By Jerry Jordan, Editor
CHICAGO – The countdown is on … but the looming green flag for the first-ever street course event in NASCAR history isn’t weighing too heavily on the shoulders of, Chicago Street Course President, Julie Giese, it’s just another step in her journey of putting on great races.
“This is a dream,” Giese said. “We get to do something that has never been done before.”
Never mind, the political climate of Chicago, which hasn’t yet fully embraced the idea of racing stock cars through Grant Park, past Buckingham Fountain and down a portion of the windy city’s Magnificent Mile. The show will go on and Giese believes that even those still left with questions will come around once they see what NASCAR has to offer. In fact, she is so invested in Chicago and its people, that she relocated to the city and considers herself a resident. And with the race so close, those questions won’t linger long.
“This role and to be able to, you know, be a small part of running the very first street race, not only for NASCAR but for the city of Chicago. It’s pretty special,” Giese said. “I’ve said it so many times, but we get to do something that’s never been done before and in a sport that’s 75 years old.
“We’re doing something that’s brand new and with that comes questions and change. And so for me, I approached it the way I would want to be approached. I am now a resident of Chicago, I live here, so I want people to understand and for me, it was about being accessible and willing to have those conversations. I want to be a good neighbor. We know we’re racing in and around Grant Park. It’s a different environment. So, for me, it’s really just been about listening, having those conversations, understanding and really it’s helped us prepare for the event because we know what some of those concerns are or the questions and where we were able to find solutions we did. And if we were able to make adjustments, we did based on the feedback we received.”
“I would say that I have had good conversations with people who have had questions,” – Julie Giese, President, Chicago Street Course
Regarding Grant Park, Giese said NASCAR has been focused on ensuring that whatever disruptions happen around the race weekend, they will be as minimal as possible. Once the race is over, NASCAR will put everything back like it was before, possibly even better, she said, as the crews will begin immediately after the race to restore the area.
When NASCAR first began its journey into the downtown Chicago market, the deal was struck with former Mayor Lori Lightfoot. She has since lost her re-election bid to Brandon Johnson. Johnson and some of his supporters haven’t been the most supportive in their comments about NASCAR racing through the city. However, Giese said she had met with the new mayor and his transition team. And at the end of the day, she believes the overall benefit to the city will help allay any concerns people had about the upcoming race.
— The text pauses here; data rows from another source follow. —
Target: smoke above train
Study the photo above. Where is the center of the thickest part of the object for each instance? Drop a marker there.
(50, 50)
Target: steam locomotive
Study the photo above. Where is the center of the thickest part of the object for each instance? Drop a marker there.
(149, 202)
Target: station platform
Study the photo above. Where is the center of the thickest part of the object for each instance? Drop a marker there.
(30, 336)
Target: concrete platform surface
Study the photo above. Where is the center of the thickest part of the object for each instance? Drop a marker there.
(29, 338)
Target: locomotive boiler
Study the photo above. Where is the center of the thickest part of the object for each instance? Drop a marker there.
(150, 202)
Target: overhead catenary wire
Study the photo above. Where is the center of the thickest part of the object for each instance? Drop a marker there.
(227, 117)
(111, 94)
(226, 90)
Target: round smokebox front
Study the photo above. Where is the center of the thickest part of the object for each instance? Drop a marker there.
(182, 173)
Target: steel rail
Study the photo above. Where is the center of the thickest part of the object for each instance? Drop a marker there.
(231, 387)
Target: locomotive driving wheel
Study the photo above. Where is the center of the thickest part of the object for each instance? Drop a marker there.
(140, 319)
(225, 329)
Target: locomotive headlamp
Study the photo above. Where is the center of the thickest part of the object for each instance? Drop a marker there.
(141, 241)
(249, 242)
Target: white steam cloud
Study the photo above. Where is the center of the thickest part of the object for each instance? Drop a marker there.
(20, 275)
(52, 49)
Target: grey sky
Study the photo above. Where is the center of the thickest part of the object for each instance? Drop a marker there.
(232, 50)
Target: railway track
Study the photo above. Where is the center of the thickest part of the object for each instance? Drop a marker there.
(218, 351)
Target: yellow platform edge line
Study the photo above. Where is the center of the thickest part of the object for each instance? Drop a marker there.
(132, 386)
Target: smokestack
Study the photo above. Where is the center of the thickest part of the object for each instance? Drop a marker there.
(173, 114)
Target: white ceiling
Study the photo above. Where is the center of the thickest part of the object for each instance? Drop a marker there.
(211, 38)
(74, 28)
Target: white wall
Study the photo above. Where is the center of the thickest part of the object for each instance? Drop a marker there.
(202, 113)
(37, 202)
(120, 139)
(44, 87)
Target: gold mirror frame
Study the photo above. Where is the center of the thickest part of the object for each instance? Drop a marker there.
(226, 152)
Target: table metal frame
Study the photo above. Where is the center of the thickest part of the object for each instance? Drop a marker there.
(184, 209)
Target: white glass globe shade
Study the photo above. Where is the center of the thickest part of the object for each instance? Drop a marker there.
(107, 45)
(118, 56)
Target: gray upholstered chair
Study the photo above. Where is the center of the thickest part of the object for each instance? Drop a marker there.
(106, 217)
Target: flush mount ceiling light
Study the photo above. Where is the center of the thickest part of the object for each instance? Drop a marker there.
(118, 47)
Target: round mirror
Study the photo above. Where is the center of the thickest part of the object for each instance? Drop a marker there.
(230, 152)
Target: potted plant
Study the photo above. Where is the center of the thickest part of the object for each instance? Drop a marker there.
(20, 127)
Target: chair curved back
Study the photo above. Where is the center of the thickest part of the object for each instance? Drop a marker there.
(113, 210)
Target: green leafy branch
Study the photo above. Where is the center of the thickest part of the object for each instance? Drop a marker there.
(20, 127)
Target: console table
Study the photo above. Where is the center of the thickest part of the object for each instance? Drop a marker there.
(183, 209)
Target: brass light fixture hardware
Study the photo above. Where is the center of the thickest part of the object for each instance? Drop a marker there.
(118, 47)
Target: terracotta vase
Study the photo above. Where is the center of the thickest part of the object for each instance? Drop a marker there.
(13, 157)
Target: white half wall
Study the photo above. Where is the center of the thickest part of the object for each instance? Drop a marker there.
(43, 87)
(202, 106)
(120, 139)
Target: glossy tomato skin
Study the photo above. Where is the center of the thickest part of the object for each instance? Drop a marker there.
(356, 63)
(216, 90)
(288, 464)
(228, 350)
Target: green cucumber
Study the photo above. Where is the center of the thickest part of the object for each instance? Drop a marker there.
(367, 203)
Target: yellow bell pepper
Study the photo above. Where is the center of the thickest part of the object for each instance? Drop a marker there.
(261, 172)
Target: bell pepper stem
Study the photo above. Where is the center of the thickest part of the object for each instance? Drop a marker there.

“The fact is that we do this 38 weekends a year,” Giese explained, about NASCAR running its events and moving equipment in and out across the nation. “It’s a very well-oiled machine and helping everyone understand those logistics, while they look different here because we’re in a different footprint, a lot of that baseline has, it’s tried and true. It’s something that we do week in and week out.
“So, we work really closely with the city of Chicago and its police and fire departments on a daily basis from a planning perspective … I think we’re all committed to doing that. The city of Chicago puts on a lot of big events. That’s the one thing I’ve learned very quickly in these meetings. This is a city that knows how to put on big events and I have no doubt we’ll be able to do that. Obviously, safety is a top priority for them and for us and we’re committed to making sure it’s a safe event.”
— NASCAR Chicago Street Race Weekend (@NASCARChicago) June 20, 2023
NASCAR has a three-year deal to race in Chicago and one of the selling points to get that contract was the amount of revenue and tourism money that NASCAR brings into other communities it races in. When it comes to Chicago, the projections are that the economic impact will be greater than $113 million. Giese added that NBC is also crucial in showcasing Chicago because of the images the network will share with millions of people watching television. She said that executives have been in the city working on finding the perfect camera angles that will feature key elements of Chicago, like the downtown skyline and other iconic settings in and around downtown.
“We take that incredibly seriously,” Giese said. “We see that’s important to us. When you look at ticket sales to date, 48 states, 12 different countries across three different continents, so this is an opportunity to continue to reinvigorate Chicago after the pandemic. There is a tremendous upside to this event. With NBC, they’ve been here a number of times and they’re very excited about the visuals that we’ll be able to showcase with the skyline, the lakefront all the different landmarks … it’s going to be spectacular and really an opportunity to just give Chicago tourism a boost.
“We have a three-year deal with the city of Chicago and that’s what I’m committed to. That’s what we’re committed to. And honestly, again, I think the opportunity in front of us to continue to drive tourism for the city and really just promote what this city is about, not only just from a tourism perspective but from a broadcast perspective is pretty special. It’s not only a race weekend, we have music festivals for concerts that will be part of this event and it’s really going to be an experience that our sport has never seen, that the City of Chicago has never seen and we’re just really excited to welcome everybody.”